Монбрен, прекрасно знакомый с местностью и позициями врага, произнес, что невозможно силами кавалерии сломить испанскую защиту. «Невозможно!? – воскликнул Наполеон. – Я не знаю такого слова!» В следующий миг он послал приказ об атаке командиру польского эскадрона. Распоряжение было отправлено с ординарцем – графом Филиппом де Сегюром – который нам известен, как автор красочных мемуаров о походе Наполеона на Москву.
Наполеон знал, кому можно поручить смертельно опасное дело и при этом быть уверенным в успехе. Любитель похвастаться, и обычно скупой на похвалы другим (особенно если это не его единоплеменники) – барон де Марбо не смог не отметить одну черту поляков:
«Поляки обладают только одним достойным качеством, но обладают им в высшей степени: они очень храбры».
150 кавалеристов прокричали «Да здравствует император» и пошли в легендарную атаку против тысяч испанцев, находившихся на неприступной позиции. Пули и картечь выкашивали на протяжении безумной атаки людей и лошадей десятками. Но тех, что прорвались к испанским позициям, никто и ничто не могло остановить. Артиллерийская прислуга была изрублена в считанные мгновения. Многотысячная армия в ужасе обратилась в бегство от горстки храбрецов. Поляки настолько хорошо сделали свою работу, что наступавшие за ними егеря практически не понесли потерь.
От польского эскадрона не осталось и трети, все офицеры были убиты, либо ранены. Ординарец Наполеона – граф де Сегюр – также получил ранение; руководствуясь чувством долга перед людьми, которым он привез смертельный приказ, будущий генерал и автор «Похода в Россию» также принял участие в этой знаменитой атаке.
Битва на перевале Сомо-Сьерра – один из немногих героических эпизодов в хронике позорной Испанской войны, и вписали его своей кровью поляки.
Графиня Валевская
Эта женщина, пожалуй, самое известное оружие в борьбе за независимость Польши. Другое дело – не самое действенное, потому что Наполеон привык пользоваться женской красотой, но голову терял ненадолго; разве что, в пору юности своей – от страсти к умудренной опытом Жозефине Богарне.
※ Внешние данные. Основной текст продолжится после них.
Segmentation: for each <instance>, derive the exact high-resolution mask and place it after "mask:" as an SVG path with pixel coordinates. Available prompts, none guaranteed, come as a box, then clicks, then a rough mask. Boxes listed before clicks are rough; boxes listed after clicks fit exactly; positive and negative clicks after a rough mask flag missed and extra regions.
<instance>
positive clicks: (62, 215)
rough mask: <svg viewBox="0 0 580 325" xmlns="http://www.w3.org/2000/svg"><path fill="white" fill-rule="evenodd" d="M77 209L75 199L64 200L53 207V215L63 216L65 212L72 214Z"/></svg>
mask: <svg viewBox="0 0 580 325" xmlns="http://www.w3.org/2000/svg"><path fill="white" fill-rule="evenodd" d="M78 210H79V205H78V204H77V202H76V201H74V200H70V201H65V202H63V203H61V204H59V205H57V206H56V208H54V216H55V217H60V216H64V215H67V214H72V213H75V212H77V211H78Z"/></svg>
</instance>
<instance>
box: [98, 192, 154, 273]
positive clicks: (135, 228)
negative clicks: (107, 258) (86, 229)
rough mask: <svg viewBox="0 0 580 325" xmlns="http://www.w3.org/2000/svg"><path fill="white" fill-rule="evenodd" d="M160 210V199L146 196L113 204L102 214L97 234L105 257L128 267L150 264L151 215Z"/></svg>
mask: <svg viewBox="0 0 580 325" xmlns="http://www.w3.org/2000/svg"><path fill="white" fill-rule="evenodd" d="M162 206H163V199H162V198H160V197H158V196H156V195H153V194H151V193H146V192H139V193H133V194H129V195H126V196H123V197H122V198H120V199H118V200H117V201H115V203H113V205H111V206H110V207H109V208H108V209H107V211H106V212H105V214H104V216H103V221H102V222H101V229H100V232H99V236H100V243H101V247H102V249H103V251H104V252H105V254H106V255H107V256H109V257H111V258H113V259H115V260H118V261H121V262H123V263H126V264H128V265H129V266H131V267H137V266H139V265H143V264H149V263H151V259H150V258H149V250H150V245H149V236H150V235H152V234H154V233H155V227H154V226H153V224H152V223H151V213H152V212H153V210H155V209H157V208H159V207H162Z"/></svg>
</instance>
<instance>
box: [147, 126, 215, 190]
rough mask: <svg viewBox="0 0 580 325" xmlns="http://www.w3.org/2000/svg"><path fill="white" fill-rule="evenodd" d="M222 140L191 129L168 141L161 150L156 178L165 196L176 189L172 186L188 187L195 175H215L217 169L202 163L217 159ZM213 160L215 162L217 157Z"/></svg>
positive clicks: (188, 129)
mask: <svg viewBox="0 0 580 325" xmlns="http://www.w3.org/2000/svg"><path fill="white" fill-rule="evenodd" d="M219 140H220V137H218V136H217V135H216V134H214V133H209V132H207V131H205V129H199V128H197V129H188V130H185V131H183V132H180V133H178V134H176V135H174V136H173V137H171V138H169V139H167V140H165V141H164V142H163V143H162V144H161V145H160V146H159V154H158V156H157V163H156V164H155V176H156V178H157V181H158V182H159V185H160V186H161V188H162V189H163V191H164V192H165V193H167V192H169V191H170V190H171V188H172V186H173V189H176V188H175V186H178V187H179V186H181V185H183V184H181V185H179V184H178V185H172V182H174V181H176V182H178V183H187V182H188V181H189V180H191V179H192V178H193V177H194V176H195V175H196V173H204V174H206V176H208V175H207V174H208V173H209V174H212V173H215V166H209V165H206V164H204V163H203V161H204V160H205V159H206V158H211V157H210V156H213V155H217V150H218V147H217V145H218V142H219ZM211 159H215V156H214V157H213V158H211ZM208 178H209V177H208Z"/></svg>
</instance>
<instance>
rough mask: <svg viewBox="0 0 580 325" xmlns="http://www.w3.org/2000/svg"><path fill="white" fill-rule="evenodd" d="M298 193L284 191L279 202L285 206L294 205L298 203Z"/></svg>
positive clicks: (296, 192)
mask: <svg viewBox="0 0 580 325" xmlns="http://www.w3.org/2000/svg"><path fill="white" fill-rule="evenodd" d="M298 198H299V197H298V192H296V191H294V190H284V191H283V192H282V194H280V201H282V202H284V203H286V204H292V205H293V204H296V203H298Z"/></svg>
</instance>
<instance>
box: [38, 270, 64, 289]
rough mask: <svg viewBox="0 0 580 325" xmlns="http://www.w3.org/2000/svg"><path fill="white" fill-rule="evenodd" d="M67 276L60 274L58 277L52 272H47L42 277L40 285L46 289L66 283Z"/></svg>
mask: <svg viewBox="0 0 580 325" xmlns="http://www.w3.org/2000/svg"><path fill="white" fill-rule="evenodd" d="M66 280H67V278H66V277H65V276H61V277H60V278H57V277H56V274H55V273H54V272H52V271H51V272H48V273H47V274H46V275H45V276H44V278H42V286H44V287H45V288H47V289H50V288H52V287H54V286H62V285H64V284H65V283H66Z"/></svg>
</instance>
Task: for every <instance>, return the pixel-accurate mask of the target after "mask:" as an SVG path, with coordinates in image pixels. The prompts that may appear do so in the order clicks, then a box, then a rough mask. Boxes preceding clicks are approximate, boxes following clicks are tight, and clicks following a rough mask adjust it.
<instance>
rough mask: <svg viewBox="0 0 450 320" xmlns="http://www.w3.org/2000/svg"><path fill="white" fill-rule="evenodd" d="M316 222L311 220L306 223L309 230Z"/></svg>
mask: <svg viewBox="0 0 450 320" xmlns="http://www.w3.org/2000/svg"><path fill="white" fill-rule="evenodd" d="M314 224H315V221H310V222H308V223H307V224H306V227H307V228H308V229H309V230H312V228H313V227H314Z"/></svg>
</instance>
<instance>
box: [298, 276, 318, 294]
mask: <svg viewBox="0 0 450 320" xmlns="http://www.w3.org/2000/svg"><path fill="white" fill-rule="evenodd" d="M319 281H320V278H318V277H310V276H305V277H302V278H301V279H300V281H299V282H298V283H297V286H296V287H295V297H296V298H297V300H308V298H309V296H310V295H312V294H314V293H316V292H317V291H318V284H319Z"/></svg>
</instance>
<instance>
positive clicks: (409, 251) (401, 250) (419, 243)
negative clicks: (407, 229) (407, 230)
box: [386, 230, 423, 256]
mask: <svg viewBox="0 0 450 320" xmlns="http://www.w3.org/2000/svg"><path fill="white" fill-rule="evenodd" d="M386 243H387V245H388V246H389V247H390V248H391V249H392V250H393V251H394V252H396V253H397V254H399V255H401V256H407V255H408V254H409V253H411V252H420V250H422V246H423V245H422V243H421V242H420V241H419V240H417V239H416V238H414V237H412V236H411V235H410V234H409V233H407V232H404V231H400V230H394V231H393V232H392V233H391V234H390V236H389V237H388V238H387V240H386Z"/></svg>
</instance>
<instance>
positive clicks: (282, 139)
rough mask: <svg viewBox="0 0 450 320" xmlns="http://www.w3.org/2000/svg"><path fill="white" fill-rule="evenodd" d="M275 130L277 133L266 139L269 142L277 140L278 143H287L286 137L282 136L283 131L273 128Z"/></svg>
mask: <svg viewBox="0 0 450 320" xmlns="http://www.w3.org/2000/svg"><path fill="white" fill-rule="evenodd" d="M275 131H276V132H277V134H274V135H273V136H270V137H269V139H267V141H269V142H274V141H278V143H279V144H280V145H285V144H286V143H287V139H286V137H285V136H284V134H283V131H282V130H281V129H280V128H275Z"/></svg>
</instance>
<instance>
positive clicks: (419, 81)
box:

Мы не найдем в биографии Ганнибала, посвятившего жизнь борьбе с Римом, ни одной женщины; Наполеон не таков, он успевал заниматься всем: и войной, и политикой, и любовью. Можно восхищаться исключительным разнообразием интересов Наполеона… Впрочем, если браться сразу за все, то неизбежно в каком-то деле проявляются результаты недосмотра, и в войне у гениального корсиканца гораздо больше просчетов, чем у гениального пунийца – при том, что ресурсы и возможности были явно не в пользу последнего. Однако вернемся к теме…
Польки понравились Наполеону. На балу в Варшаве он не смог сдержать своего восторга, и обращаясь к Талейрану, громко воскликнул:
– Сколько хорошеньких женщин!
«Император, как и офицеры, отдавал должное красоте полек, – рассказывает герцог де Ровиго. – Он не мог устоять перед чарами одной из них, любил ее нежно, и, в свою очередь, также был любим ею. Ей воздавали почтение вследствие ее победы, осуществившей ее желания и гордость сердца. Когда на императора обрушились удары судьбы, ее любовь и нежность не испугались опасности, и только она одна осталась ему верной подругой».